Klack: Roman (German Edition)
»Westpropaganda.«
Onkel Fritz lachte.
»Ein jeder kehre vor seiner eigenen Haustür«, sagte Tante Grete salbungsvoll und sah dabei Oma dringlich an.
»Was willst du damit sagen?«, mischte sich jetzt meine Mutter ein, die aber offenbar sehr genau wusste, was ihre Schwester sagen wollte.
»Grete will damit sagen«, dolmetschte Onkel Ernst das geflügelte Wort seiner Frau, »dass eure so überaus demokratische Familie –«
»Wieso eure Familie? Du gehörst doch auch dazu«, sagte mein Vater.

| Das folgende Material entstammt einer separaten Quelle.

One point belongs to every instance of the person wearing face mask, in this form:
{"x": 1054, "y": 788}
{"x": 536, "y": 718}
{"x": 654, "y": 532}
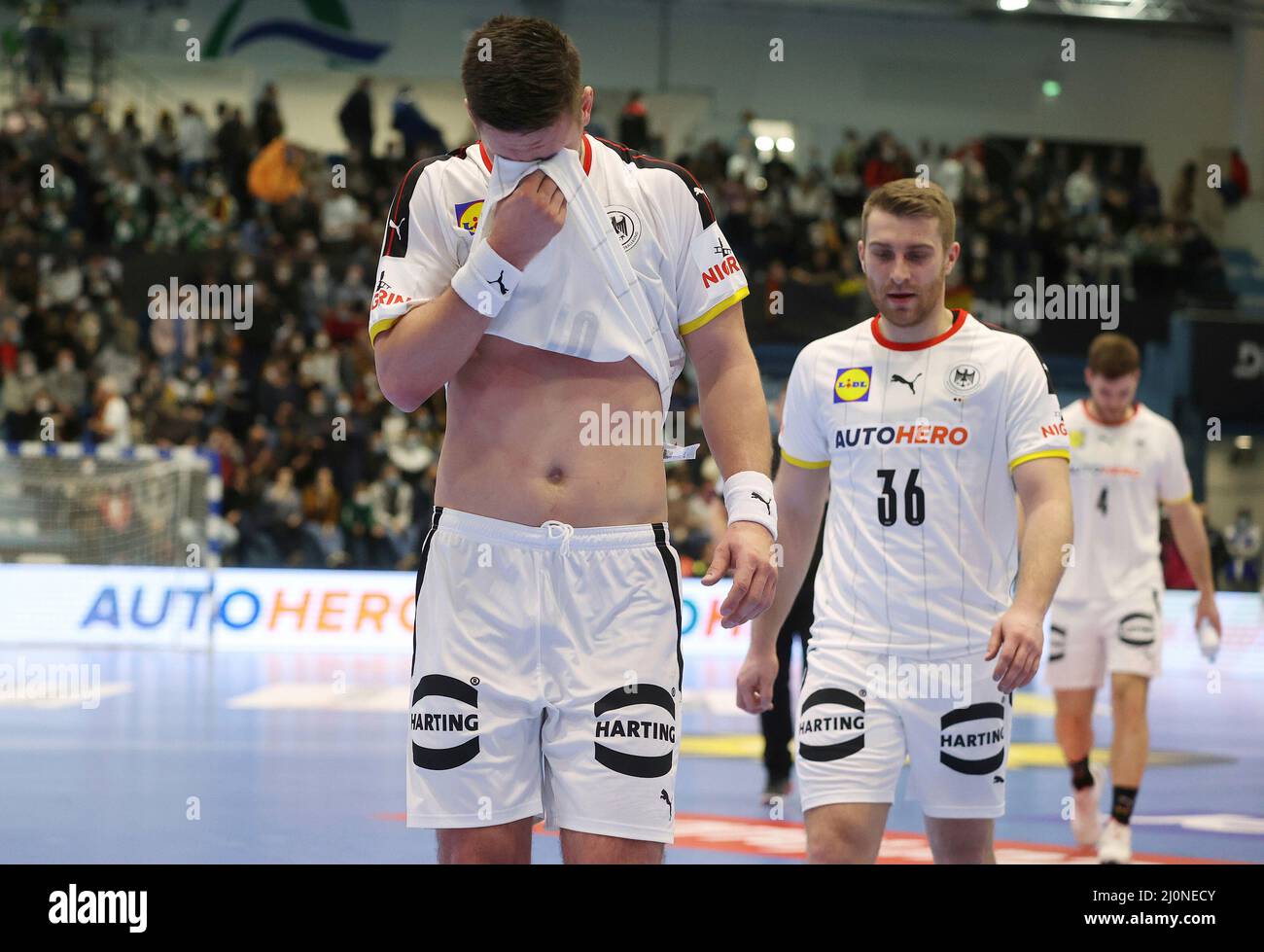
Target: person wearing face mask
{"x": 392, "y": 510}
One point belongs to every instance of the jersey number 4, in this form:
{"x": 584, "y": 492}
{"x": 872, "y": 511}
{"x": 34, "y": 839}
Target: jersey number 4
{"x": 888, "y": 502}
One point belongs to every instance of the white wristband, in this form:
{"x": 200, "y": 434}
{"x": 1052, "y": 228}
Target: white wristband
{"x": 485, "y": 282}
{"x": 749, "y": 498}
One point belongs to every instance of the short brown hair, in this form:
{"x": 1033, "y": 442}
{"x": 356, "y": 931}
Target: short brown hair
{"x": 529, "y": 76}
{"x": 905, "y": 197}
{"x": 1112, "y": 355}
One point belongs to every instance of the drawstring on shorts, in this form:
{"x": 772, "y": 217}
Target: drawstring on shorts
{"x": 564, "y": 533}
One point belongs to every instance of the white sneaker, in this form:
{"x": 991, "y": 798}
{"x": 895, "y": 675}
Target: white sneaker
{"x": 1115, "y": 843}
{"x": 1086, "y": 824}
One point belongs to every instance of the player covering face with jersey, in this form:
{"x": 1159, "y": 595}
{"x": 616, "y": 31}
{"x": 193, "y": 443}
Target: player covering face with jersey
{"x": 546, "y": 678}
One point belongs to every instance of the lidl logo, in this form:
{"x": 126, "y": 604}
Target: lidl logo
{"x": 468, "y": 214}
{"x": 852, "y": 383}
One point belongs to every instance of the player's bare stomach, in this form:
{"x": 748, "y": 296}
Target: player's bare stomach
{"x": 516, "y": 446}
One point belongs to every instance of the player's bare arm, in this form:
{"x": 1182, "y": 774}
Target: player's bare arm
{"x": 736, "y": 422}
{"x": 801, "y": 496}
{"x": 1191, "y": 539}
{"x": 1018, "y": 637}
{"x": 426, "y": 346}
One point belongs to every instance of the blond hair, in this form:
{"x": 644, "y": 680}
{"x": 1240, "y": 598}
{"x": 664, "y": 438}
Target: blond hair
{"x": 905, "y": 197}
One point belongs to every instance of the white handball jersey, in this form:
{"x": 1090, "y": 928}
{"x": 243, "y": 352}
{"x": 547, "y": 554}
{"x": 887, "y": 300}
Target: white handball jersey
{"x": 661, "y": 215}
{"x": 1119, "y": 476}
{"x": 921, "y": 441}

Das überhörte Onkel Ernst mit einem gewissen Recht; immerhin war er nur angeheiratet. »Dass eure Familie und insbesondere das Oberhaupt eurer Familie, das wir eben zu Grabe getragen haben, dem Dritten Reich –«
»Um Gottes willen, Ernst. Grete! Versündigt euch nicht.« Und mit Seitenblick auf Hanna und mich: »Nicht vor den Kindern.« Oma schien einen Schwächeanfall zu bekommen, atmete schwer und fächelte sich mit der Serviette Luft zu.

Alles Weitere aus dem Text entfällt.